「私に、神軍を裏切れ、と言うのね」
「君の為だ。この儘では近い将来、君はミンチになってしまう。それがどんなに辛苦(しんく)を伴う所業(しょぎょう)か。君には味合わせたくない痛苦(つうく)だ。一番確実に君を救出できるのは、私と一になることだが。今は敵か味方かはっきりせねば、敵となる時勢なんだ。分かってくれ」
 ほの暗い囚室(しゅうしつ)に、重苦しい雰囲気(ふんいき)が漂(ただよ)う。
 四五分後苦悲(くひ)の海から抜け出す様に、ビーナスが開口した。
「私も肉片には、なりたくない」
「形だけでいい。妻になって欲しい。君への愛情は天地神明に誓って本物だ」
 ビーナスはもう監房暮しに、うんざりしていた。
「此処から脱出できるのなら」
 と願望したとしても、ビーナスを批難(ひなん)できない。それにデーモンの愛には、誠があった。ビーナスもデーモンを嫌怨(けんえん)してはいない。未だに愛情を捨てきれずにいるのだ。ビーナスはデーモンの言質(げんち)を信頼し、その身をデーモンに預ける決意をした。

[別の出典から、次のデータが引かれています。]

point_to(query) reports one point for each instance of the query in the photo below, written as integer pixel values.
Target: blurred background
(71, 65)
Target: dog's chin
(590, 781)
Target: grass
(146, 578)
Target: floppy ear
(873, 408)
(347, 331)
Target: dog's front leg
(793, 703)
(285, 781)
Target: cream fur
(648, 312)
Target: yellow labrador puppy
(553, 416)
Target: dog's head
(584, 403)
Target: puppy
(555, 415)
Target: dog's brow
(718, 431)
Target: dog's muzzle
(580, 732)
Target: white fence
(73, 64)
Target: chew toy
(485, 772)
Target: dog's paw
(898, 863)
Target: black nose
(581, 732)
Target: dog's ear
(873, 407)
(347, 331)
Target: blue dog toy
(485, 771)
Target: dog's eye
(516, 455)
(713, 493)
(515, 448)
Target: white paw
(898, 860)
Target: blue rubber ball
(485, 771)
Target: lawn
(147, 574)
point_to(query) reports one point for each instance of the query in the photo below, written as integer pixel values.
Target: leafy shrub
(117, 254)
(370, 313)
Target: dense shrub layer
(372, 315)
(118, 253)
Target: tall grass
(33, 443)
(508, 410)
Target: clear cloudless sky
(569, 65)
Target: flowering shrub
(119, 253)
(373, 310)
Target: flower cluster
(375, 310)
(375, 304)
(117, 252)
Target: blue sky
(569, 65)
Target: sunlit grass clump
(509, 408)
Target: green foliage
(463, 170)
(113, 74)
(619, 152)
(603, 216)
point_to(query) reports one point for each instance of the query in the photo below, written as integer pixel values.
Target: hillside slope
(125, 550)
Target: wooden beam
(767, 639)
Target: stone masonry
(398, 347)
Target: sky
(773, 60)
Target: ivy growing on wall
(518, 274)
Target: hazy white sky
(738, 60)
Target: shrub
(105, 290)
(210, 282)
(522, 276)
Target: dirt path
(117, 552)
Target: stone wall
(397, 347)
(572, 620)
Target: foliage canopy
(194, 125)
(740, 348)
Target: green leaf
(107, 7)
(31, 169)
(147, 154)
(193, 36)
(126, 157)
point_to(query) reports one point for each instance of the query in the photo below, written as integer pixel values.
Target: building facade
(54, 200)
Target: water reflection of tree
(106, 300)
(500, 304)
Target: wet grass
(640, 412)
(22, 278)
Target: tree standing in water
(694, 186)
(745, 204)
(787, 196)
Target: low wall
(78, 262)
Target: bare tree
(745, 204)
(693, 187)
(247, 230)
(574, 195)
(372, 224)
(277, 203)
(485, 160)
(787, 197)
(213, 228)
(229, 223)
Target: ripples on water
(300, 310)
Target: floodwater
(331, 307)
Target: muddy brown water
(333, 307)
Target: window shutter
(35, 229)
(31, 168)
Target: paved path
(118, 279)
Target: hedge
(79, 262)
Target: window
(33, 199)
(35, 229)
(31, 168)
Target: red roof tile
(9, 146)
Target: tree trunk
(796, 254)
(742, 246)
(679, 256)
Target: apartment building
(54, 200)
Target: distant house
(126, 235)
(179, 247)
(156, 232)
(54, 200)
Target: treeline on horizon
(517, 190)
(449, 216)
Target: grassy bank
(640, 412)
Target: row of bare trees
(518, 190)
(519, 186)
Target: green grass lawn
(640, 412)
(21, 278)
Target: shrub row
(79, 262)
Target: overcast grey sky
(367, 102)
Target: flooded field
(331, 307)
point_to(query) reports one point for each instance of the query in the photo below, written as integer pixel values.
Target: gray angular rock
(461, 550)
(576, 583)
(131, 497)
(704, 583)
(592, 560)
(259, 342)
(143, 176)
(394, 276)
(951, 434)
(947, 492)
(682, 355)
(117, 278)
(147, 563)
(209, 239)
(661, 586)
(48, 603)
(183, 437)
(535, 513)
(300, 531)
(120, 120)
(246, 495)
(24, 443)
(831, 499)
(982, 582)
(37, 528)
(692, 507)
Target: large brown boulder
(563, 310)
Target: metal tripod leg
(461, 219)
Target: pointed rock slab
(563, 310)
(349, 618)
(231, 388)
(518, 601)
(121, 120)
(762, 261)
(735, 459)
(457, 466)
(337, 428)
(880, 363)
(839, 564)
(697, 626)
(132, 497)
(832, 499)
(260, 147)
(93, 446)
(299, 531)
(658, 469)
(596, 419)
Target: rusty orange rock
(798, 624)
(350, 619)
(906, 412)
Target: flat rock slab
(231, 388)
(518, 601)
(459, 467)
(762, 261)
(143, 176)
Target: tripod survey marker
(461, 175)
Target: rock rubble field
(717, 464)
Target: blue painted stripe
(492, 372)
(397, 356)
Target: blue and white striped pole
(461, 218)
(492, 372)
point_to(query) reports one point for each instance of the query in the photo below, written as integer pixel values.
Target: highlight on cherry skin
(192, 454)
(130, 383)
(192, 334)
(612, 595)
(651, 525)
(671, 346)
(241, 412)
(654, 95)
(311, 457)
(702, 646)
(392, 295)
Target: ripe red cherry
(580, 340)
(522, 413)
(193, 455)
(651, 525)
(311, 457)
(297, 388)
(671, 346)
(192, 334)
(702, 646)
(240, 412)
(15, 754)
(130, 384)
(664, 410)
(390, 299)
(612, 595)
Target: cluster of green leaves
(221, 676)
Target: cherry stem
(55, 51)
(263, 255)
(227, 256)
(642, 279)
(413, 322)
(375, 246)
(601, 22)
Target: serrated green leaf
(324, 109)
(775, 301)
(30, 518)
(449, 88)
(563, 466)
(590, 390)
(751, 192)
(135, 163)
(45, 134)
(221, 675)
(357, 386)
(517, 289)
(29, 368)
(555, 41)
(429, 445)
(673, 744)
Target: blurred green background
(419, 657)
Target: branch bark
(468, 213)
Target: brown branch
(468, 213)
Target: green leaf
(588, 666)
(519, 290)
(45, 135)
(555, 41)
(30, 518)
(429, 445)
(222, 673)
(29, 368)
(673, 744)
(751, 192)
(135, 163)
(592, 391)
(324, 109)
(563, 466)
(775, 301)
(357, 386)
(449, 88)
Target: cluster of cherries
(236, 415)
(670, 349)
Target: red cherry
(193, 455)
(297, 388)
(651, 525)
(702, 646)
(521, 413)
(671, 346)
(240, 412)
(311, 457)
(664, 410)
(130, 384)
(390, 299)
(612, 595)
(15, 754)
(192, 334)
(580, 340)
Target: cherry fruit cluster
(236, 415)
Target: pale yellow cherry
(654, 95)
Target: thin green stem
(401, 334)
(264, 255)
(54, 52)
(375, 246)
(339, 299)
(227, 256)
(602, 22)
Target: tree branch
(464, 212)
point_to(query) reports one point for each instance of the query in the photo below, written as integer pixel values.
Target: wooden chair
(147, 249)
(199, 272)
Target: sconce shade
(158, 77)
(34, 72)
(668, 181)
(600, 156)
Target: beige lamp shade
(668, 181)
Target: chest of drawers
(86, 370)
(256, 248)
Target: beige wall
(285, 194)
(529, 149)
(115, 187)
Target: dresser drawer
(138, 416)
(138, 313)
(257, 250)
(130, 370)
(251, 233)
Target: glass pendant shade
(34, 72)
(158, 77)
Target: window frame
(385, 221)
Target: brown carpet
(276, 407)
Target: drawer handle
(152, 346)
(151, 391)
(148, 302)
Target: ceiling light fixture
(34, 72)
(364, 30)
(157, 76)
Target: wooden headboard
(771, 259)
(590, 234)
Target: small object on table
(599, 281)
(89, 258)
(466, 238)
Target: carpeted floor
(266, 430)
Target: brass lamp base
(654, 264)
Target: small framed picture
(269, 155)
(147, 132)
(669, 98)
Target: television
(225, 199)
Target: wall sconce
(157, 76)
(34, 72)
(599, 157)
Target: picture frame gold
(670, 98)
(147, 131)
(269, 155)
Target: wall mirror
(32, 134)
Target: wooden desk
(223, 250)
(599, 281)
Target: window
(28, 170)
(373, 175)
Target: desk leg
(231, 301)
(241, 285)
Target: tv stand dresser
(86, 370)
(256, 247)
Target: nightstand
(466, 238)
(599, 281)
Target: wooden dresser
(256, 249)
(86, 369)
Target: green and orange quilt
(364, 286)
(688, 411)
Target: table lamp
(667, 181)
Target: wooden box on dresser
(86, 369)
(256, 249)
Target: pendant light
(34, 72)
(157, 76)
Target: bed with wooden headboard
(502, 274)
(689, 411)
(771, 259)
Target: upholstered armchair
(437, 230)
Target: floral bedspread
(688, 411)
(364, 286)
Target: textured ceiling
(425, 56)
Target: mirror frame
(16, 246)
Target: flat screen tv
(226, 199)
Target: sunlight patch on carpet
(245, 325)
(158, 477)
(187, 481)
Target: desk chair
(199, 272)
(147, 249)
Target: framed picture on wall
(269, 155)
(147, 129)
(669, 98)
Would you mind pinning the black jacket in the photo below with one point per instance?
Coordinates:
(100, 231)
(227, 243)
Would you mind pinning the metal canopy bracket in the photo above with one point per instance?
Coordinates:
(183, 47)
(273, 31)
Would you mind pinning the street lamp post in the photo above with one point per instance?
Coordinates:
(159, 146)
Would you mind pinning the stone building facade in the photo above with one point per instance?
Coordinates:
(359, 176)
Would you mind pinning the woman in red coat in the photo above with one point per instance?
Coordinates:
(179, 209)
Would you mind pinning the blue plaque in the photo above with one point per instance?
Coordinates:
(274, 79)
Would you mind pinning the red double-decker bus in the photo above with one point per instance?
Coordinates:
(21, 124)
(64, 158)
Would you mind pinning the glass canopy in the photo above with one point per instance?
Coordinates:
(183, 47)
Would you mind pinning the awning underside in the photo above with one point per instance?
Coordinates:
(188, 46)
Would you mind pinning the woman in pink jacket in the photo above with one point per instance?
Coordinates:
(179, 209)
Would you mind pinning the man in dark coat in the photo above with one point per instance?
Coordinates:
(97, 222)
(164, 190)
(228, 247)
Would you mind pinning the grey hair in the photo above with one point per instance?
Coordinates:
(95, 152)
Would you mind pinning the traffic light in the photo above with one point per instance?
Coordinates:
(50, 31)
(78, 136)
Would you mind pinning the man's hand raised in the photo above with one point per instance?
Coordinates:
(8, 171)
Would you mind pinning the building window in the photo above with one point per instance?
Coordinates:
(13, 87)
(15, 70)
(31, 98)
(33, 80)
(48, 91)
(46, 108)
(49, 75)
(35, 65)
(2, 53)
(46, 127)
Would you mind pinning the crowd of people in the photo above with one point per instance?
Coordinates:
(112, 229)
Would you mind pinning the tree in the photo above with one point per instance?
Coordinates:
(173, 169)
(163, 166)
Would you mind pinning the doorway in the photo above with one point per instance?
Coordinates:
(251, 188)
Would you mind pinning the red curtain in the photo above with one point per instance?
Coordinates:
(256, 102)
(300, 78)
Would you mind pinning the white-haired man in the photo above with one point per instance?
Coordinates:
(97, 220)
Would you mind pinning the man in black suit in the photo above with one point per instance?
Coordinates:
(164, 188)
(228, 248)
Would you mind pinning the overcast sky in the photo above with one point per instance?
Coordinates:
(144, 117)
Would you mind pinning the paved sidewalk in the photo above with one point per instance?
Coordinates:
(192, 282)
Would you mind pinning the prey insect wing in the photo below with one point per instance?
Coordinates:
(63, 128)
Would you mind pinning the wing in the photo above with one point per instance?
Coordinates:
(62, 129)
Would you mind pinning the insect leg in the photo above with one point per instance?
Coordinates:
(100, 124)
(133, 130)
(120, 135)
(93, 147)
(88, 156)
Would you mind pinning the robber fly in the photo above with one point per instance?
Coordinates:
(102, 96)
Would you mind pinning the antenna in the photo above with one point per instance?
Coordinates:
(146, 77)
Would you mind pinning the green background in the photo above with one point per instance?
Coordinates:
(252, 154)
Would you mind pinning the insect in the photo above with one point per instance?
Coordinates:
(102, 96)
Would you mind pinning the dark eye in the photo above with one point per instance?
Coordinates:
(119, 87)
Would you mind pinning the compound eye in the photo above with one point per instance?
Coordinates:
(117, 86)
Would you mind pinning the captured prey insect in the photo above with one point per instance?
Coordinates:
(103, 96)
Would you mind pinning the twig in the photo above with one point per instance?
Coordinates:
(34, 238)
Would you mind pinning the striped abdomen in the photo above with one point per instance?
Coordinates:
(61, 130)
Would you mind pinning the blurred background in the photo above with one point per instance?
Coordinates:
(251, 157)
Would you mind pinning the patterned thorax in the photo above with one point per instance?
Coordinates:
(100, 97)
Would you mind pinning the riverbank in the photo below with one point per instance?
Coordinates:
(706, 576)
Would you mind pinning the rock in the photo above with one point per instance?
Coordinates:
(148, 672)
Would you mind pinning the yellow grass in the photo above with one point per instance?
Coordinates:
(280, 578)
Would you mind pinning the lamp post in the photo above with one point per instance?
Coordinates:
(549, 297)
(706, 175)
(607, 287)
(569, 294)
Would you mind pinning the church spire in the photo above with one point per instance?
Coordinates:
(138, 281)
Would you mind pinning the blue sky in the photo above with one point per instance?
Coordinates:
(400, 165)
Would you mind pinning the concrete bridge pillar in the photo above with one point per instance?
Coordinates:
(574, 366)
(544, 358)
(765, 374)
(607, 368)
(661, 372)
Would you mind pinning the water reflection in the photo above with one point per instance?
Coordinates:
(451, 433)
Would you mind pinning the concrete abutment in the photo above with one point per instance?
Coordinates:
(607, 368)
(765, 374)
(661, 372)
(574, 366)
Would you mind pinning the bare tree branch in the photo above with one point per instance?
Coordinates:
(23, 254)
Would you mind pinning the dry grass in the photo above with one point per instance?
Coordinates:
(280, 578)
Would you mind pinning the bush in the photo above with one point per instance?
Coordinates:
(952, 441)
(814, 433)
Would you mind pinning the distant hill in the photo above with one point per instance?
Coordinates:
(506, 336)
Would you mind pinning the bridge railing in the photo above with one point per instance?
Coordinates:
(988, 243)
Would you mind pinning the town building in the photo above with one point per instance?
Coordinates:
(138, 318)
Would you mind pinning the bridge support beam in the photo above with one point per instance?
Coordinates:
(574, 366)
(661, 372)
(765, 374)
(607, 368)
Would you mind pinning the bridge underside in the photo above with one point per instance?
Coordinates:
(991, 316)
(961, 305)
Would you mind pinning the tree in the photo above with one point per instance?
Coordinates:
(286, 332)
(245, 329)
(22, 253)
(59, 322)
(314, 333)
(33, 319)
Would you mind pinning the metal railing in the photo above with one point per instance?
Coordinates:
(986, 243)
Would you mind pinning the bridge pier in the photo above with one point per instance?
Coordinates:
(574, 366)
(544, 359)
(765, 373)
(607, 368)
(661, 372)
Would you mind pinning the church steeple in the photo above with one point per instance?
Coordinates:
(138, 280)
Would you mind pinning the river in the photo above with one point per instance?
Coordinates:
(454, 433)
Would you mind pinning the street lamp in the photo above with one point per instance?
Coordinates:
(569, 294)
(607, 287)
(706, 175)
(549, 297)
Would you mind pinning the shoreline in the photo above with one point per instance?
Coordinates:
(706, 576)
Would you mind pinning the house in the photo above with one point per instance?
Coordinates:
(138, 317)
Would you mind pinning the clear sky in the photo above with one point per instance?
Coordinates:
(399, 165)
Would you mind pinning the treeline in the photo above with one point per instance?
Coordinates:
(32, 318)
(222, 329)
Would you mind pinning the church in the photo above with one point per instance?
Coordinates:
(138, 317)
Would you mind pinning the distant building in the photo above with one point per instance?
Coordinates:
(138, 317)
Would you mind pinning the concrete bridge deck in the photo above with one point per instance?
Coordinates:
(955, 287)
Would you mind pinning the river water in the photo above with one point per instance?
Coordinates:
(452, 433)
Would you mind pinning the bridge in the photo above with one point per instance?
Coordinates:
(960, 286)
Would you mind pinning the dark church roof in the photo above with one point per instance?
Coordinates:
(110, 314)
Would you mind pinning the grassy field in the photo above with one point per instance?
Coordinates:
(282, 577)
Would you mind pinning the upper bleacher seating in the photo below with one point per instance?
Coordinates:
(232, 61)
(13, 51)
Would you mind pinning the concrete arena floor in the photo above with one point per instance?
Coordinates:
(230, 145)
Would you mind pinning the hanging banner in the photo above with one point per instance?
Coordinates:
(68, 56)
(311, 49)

 デーモンとビーナスの質素(しっそ)な結婚式が挙行されたのは、西暦二月の晦日(みそか)だった。出席者はサタン、ゼノン等極(ごく)僅(わず)かな超人王国高官達である。
 翌日、ニュージーランド征討(せいとう)がスタートした。天候は快晴(かいせい)で、アフロンとグニダールは、北と南から総進撃(そうしんげき)を仕掛(しか)けたのだった。